DOCCS officials say they put out a wanted poster and a “be on the lookout” alert for all local law enforcement, but Niagara County Sheriff James Voutour says the departments are on two separate monitoring systems that don’t talk to each other.

“Seventeen or 18 states and the entire country of Canada use Offender Watch to monitor their sex offenders, and the reason they do that is because then everybody has the same data at their fingertips,” Voutour said. “New York State does not do that. Parole does not use Offender Watch, so anything parole does, we do not know about.”

William Cregg has been fighting for those changes and more for the last five years, ever since he rescued a little girl in the Syracuse area who had been raped by a man who removed his ankle monitor.

There’s been no change since that day.

"We're finding there are no standard operating procedures on how a department or probation office should handle once they find out that they have this level of a tamper alert,” Cregg said. “It's a perfect storm. There's hardware deficiencies. There's monitoring deficiencies. There's oversight, lack of oversight I should say in these departments. There's no auditing process."

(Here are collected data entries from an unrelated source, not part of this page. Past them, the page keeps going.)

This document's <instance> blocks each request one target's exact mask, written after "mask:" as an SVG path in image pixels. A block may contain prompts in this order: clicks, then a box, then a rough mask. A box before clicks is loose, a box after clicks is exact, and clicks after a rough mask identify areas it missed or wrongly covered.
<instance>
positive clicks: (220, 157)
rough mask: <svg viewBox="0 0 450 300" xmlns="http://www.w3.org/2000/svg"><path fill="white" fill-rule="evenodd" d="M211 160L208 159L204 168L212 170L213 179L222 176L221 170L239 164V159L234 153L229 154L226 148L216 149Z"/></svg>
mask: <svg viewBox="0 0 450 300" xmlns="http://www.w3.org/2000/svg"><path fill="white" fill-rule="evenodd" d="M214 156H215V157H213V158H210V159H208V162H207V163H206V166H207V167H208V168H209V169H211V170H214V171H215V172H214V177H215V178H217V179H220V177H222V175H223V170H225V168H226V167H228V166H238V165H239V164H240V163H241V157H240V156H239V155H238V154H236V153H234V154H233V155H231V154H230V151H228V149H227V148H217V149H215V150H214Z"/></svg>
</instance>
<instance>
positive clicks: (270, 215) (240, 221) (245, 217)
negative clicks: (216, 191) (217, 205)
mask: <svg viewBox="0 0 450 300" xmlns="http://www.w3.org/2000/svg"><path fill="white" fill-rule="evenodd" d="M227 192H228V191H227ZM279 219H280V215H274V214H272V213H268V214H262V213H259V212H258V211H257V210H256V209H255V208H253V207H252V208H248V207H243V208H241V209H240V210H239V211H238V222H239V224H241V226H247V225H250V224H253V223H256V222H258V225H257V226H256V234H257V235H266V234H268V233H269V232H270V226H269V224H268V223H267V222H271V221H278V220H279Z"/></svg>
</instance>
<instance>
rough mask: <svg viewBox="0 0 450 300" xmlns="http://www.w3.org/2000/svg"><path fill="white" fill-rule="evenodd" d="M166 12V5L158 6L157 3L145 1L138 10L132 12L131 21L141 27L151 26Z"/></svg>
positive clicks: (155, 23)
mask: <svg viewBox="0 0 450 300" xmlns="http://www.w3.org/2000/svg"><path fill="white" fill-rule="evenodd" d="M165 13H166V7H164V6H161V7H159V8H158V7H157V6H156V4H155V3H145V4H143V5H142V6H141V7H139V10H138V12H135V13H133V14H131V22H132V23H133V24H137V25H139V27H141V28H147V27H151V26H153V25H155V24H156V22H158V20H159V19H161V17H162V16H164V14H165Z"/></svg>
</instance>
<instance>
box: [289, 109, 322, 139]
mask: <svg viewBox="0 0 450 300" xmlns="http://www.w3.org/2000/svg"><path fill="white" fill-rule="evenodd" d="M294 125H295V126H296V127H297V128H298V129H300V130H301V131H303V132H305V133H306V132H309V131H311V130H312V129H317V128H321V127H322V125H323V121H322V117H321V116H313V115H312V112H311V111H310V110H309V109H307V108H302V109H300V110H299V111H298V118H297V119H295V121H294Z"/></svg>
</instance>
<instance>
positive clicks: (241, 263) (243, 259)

Legislation was introduced in 2013 that would make tampering with an ankle monitor a felony in New York. Right now the action is considered only a probation violation.

The bill has passed the state Senate every year but has never passed the state Assembly.  Ortt calls the legislation “a common sense bill” that should pass both houses.

Cregg says in the last six weeks there have been at least five murders across the country committed by people who cut off their ankle bracelets.